Quand l’État instrumentalise les esprits

 

Par Gerbert  Rambaud*

Déjà sous la Grèce antique, le théâtre est politique, civique et religieux. Il affermit l’unité de la cité et enseigne au citoyen. Même la comédie a un rôle social sur les problèmes de la cité. Chez les Romains, le théâtre poursuit ce rôle de conscience politique sous des aspects plus variés. Ainsi, dès l’Antiquité, le pouvoir se rend compte de la force politique de la culture, sous toutes ses formes.

Mais depuis la dernière guerre, l’art est capté par l’État non plus pour sa puissance mais par et pour une idéologie. Désormais, l’artiste se doit d’être engagé, donc évidemment marxiste, libertaire ou anarchiste. La culture est désormais politique et les socialistes l’ont bien compris. Quand Herzog et Malraux, avec le général de Gaulle, créent les maisons des jeunes et de la culture, ils pensent aider au développement de l’art et à sa vulgarisation. Or, très vite, les MJC sont captées au seul profit de cette idéologie dominante. Et depuis ce temps, la droite, gaulliste, libérale ou non, est exclue du monde des arts et de la culture.

Désormais, le moindre artiste doit être un militant sous peine d’être boycotté. Chaque comédien, chanteur, humoriste est obligé de prendre position devant certains journalistes qui l’interrogent sur ses engagements politiques ; il faut être un Fabrice Luchini ou un Gaspard Proust pour savoir remettre à sa place le grand inquisiteur…

Mais il y a pire, la culture est devenue, au-delà de l’arme, un mode de financement. Vivant des subventions publiques, le monde des arts dérape vers du pur copinage. Une exposition, un spectacle tournent alors dans les villes amies, facturés plein tarif.

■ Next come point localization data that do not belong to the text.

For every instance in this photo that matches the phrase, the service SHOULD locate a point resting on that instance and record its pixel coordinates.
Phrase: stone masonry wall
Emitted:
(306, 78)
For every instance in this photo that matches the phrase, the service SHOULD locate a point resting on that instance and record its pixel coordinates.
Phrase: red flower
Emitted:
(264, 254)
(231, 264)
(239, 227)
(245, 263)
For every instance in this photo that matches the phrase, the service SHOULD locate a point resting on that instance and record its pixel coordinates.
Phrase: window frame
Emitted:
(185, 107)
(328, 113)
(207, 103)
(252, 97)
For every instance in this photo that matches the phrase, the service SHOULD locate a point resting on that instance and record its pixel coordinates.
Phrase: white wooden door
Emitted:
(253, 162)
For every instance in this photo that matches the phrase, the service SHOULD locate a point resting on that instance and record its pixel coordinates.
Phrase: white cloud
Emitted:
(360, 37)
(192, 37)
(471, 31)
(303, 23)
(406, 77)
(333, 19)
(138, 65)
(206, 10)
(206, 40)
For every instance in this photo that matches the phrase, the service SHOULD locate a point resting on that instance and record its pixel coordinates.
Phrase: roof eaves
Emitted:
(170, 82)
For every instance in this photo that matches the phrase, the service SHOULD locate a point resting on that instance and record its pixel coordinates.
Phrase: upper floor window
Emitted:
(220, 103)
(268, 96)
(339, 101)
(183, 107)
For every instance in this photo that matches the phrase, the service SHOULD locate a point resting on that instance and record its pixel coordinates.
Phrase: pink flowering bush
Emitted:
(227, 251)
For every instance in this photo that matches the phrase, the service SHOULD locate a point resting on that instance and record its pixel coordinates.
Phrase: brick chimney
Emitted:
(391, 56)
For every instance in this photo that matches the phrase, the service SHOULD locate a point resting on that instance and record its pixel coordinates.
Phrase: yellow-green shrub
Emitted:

Une oeuvre est surpayée par une collectivité qui devrait plutôt faire des économies en période de crise. Mais à l’artiste engagé, bien-pensant selon les critères actuels, on ne peut décidément rien refuser.

La culture joue contre les valeurs qui ont fait l’histoire et la grandeur de la France. On préfère subventionner la Nuit blanche à Paris plutôt que de restaurer des églises. On préfère un festival du rap, du tag ou du slam plutôt que d’enseigner la musique classique en primaire, partant du postulat — méprisant — que les jeunes issus de l’immigration ne pourraient pas comprendre l’art classique.

Or, c’est par la culture que toute une génération est formée à la politique. Le cinéma a autant de pouvoir que les médias. Une BD fait plus qu’un long discours. Une chanson fredonnée marque plus qu’une tribune ! Une série à succès détrône la moindre encyclopédie. Et un sketch détruit plus qu’un essai philosophique ou politique.

Il est important de réorienter les aides publiques vers une culture non politisée. Si des artistes veulent un combat politique, libre à eux et à leurs soutiens privés de les financer. Il n’appartient pas à l’État d’être, lui, engagé et encore moins aux entreprises d’être taxées pour le régime des intermittents du spectacle qui coûte un milliard d’euros pour financer les acteurs, les techniciens !

Dans cette période de relativisme, osons encore s’en offusquer, dénoncer, se révolter et, pourquoi pas, reconquérir la culture !

*Gerbert Rambaud est avocat à la cour, expert en droit social.